Like millions of other Muslims around the world, people in Pakistan observe the month of Ramadan with traditional fervour and zeal. With millions of Muslims in the country who do not eat from sunrise to sunset, with the exception of those who are exempt for certain reasons, Pakistan is one of the countries where citizens, …


Like millions of other Muslims around the world, people in Pakistan observe the month of Ramadan with traditional fervour and zeal.

With millions of Muslims in the country who do not eat from sunrise to sunset, with the exception of those who are exempt for certain reasons, Pakistan is one of the countries where citizens, even the exempt ones, are not allowed to eat in public.

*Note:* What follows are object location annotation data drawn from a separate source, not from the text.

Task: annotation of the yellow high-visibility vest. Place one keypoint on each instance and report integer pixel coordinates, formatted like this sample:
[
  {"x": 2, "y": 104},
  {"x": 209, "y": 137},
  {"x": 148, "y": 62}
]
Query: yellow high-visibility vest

Restaurants usually remain closed during the daytime until before the Maghrib (sunset) prayer, except at the places frequented by travellers or sick people, like hotels, train stations, or inter-city bus stops.

Keeping in mind the tenets of Islam, people also demonstrate their generosity by offering free iftars to the needy.

People cherish Ramadan and relish everything about the holy month, from suhoor meals to iftar and from family get-togethers to helping those who are in need.

As for their eating rituals, Pakistani Muslims usually break their fast with dates and fresh drinks before dinner.

The most traditional suhoor, known there as sehri, includes the locally made fine noodles called pheni, while a popular iftar drink includes aromatic flower extract syrups called sharbat.

Ramadan is the month of strengthening social ties among all Muslims. In Pakistan, Ramadan is an occasion when family and friends get together to spend quality time and revive the richest traditions of their culture. Families and friends, who are usually busy with their daily lives and mundane chores, invite each other over for iftar dinners, making it an opportunity for families and friends to socialise and reunite.

Mosques display a festive aura as people illuminate them with decorative lights on walls and minarets. Courtyards of mosques are filled with worshippers who flock for congregational prayers of Ishaa, which are followed by Tarawih and Tahajjud prayers. Religious leaders preach special sermons during the whole month. Recitation of the entire Quran during Tarawih prayers is a ritual at every mosque. During the last 10 days of the holy month, people observe Itekaab, which is a kind of meditation/contemplation and an effort to please God, leaving all mundane chores aside.

Women at home prepare traditional special cuisine such as chicken tikka, kebab, biryani, keema karela, pakora, and fruit salad, to name a few. While mothers are busy making food in their kitchens, young girls remain at the iftar tables to help prepare the food. It gets more festive for the young members of the family to pop into the kitchen and see what is being cooked for them. The most admired dish is pakora, a fried mixture made up of gram lentil flour, potatoes, and onions. Pakora fruit chaats, dates, special rose syrup drink, and channa chaat, a chickpea salad, are popular fast-breaking items at iftar tables. Regular meals at iftar tables include biryani, spicy rice with meat, chicken khorma, a gravy dish, and haleem, a slow-cooked stew of meat and meat balls. people also feast on food brought from street stalls. Before the Maghrib prayer, Mosque’s courtyards are filled with people who have come to pray and break their fast. Communal meals are served to feed the hungry and poor families of the locality.

During fasting, most restaurants remain closed and are reopened at iftar time. However, businesses function as normal. Opening and closing hours of business and offices are adjusted accordingly. For foreigners, hotels have special arrangements and food is available for them at all times. Shops are usually remained open until late in the night. Drummers roam streets and bang their instruments to announce the pre-dawn meal, called sehri. Famous pre-dawn meals include paratha, yoghurt, vermicelli, and lassi, a dairy drink.

Ramadan brings special joy for children who join their families in observing fasting for the first time. Their success becomes a source of pride for their parents. On the last night of Ramadan, a special tradition of get-togethers happens, called Chaand Raat, which means night of the moon sighting. After the final iftar, women and girls flock to the local markets to buy colourful bangles and paint their hands and feet with henna designs.